In my last post, I mentioned in passing that I worry that both Fortress of Solitude and The Amazing Adventures of Kavalier and Clay might seem dated eventually because of the way they use pop culture. I wanted to clarify that a bit.

It’s not that I don’t think novelists should engage with pop culture–when done well, pop culture can be a really useful tool for situating characters in society. And lots of truly great novels use pop culture to great effect. For example, in The Great Gatsby, Fitzgerald references the 1919 World Series, the rise of Broadway, and jazz culture. All of these touches help create the world of the novel. What those references don’t do, however, is help carry the emotional weight of the story. Instead, they exist as part of the world the characters inhabit–they are part of the setting, and only part of the setting.

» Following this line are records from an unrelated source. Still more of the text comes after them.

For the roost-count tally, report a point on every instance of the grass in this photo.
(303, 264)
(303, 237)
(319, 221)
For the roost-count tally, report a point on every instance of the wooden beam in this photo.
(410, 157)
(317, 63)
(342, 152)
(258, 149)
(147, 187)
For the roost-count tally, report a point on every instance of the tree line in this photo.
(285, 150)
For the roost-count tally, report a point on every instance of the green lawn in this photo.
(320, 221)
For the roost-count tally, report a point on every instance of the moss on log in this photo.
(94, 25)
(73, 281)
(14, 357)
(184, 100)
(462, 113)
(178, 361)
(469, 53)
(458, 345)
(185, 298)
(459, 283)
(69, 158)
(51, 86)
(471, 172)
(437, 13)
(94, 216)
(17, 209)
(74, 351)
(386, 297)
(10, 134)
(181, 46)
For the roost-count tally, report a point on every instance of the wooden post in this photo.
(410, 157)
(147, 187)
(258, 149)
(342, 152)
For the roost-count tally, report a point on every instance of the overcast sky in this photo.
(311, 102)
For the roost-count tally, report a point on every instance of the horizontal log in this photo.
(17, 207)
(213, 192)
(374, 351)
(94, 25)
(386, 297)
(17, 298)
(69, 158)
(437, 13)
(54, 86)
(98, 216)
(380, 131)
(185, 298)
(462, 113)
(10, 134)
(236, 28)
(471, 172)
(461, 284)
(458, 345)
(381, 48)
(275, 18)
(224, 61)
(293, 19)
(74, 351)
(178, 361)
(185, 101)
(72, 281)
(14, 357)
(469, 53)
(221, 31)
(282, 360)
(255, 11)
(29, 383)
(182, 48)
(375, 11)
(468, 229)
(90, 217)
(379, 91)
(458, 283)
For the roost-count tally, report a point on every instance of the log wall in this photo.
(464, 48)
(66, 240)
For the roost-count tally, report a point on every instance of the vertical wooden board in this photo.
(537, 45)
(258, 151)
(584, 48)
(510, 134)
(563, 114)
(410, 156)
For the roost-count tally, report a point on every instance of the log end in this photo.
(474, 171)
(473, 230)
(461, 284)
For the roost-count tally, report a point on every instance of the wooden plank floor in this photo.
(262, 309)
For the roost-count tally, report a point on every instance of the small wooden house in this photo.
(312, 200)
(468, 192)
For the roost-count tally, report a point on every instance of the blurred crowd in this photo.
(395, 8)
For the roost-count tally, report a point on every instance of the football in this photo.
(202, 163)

My concern for both Fortress and K&C, both of which I like a lot, is that the novels invoke not so much the “setting” of pop culture but readers’ nostalgia about the pop culture of their youth or adolescence. And then that nostalgia is asked to do some of the novels’ emotional work. For example, the ultimate uselessness of the magic ring in Fortress plays not only on the characters’ desire for a superpower that can “save” them, but for the reader’s nostalgia for that same desire. As the experience of actually reading comics continues to disappear (comic characters are bigger than ever, but fewer and fewer kids are reading comics themselves), the novel “changes”–in the sense that it can no longer rely on readers’ nostalgia to help underscore the “power” the ring holds in the characters’ imaginations. Perhaps the novel will hold up–I would like it to, to be honest–but I have a feeling it won’t. It may simply rely too much on its readers preexisting ideas and experiences. Basically, I suspect Lethem is working the room too much. And that when the room changes, the book will ring…if not false, then at least less true.

That’s the thing about books–over time, only the very strongest retain any kind of audience. A novel that relies too much on its readers preexisting ideas, prejudices, and nostalgia is setting itself up for a short lifetime. There’s no shame in that–sometimes a book is really great in its moment and then disappears. That doesn’t make it a failure–it makes it a product of its time. But I can’t help but admire books that push for more–that create an internal world so distinctive, so well-crafted, that it can exist even after its “moment” has passed away. Maybe I’m too pessimistic, and in the end Fortress and K&C will turn out be those kinds of books. But I suspect that they will end up closer to Armies of the Night–books that remain well-written, and interesting, but eventually come to seem like products of their particular moment.